ESG Hound is a fellow substack writer who is very critical of Tesla/Musk. He raises many points against Tesla’s case for being ESG besides the reasons listed as why by the S&P. He brings up the point that if full life-cycle is taken into account, it is debated whether EVs are better from a climate perspective. ESG Hound has written about the natural gas plant they want built in Texas even though they claim the gigafactory will be powered by 100% renewable energy. Tesla seemingly ignores the humanitarian Uyghur issue by expanding sales and sourcing materials from the Chinese market (they have been decreasing exposure to China for battery cells and raw materials). He brings up various legal issues, working condition issues, and more in the thread which expands past the 6 shown, in which some are more grounded than others.

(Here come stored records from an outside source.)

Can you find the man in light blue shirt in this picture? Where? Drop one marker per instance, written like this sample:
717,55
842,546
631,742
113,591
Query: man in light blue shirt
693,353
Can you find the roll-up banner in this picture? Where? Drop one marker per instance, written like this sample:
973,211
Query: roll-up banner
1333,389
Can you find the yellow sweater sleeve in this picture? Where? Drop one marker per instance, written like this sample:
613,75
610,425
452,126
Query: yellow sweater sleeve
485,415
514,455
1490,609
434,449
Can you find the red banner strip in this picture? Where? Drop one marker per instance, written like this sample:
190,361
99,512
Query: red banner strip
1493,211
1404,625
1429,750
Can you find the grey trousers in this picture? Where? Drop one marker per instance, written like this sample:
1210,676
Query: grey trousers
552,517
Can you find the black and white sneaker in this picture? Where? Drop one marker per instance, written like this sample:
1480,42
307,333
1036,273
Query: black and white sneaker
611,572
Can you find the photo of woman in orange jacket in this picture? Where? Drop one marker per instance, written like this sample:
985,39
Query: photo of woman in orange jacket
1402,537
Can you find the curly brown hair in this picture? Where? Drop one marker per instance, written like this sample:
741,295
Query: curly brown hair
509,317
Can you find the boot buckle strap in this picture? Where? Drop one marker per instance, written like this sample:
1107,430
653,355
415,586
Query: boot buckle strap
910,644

Another point I would like to make is that Tesla has the second largest holder of Bitcoin as a reserve asset of any company behind MicroStrategy. Bitcoin is often misconstrued as anti-ESG because it takes energy to run the Bitcoin network and fossil fuels are burned in the process. Musk even halted further Bitcoin exposure to appease the ESG crowd over environmental concerns. The fact of the matter the environmental effects aren’t as bad as portrayed, is helpful for the environment in various ways, and at the end of the day the value the bitcoin network provides is substantive enough for millions worldwide. Bitcoin is the best tool for financial freedom and is a superior financial network for people that is free of counterparty and confiscation risk. As Alex Gladstein says, Bitcoin is the most powerful “S” in ESG holding one can have.
Conclusion
Does the S&P/Tesla decision make sense based on their statement? Yes
Does Elon in the right to complain, especially considering other companies in the index? Yes
Are the ESG standards arbitrary and ideologically based? Yes
Is Tesla/Musk in the clear ethically? No
I say no because as noble the mission of Tesla to bring self driving electric vehicles to the world is not free from its environmental problems with raw material mining and supply chain. As far as ethics go, he is getting materials from and profiting massively in China despite their human rights violations. Furthermore, he is in various lawsuits for workplace conditions/discrimination as well as the SEC. Even though they may still be claims, that’s not a good look for his company. There are also fraud, unfulfilled promises, various allegations, environmental issues, safety issues, and more issues that have plagued the company and Musk over the years.
I think Musk has a good vision and wants to improve the world, but no one is perfect. Not you, not me, not Elon Musk, not anyone at Tesla. Elon wants to point out the hypocrisy and lunacy with the ESG index and there is merit to doing so, but Tesla is not void of any meaningful ethical issues itself. There are issues that should be addressed and fixed regardless of how bad the ESG index is. All of us can and should aim to be better socially and be more environmentally cognoscente regardless of some arbitrary investing criteria. At the end of the day, ideological battles get in the way of real innovation, investment in quality companies, and can lose sight of helping real people.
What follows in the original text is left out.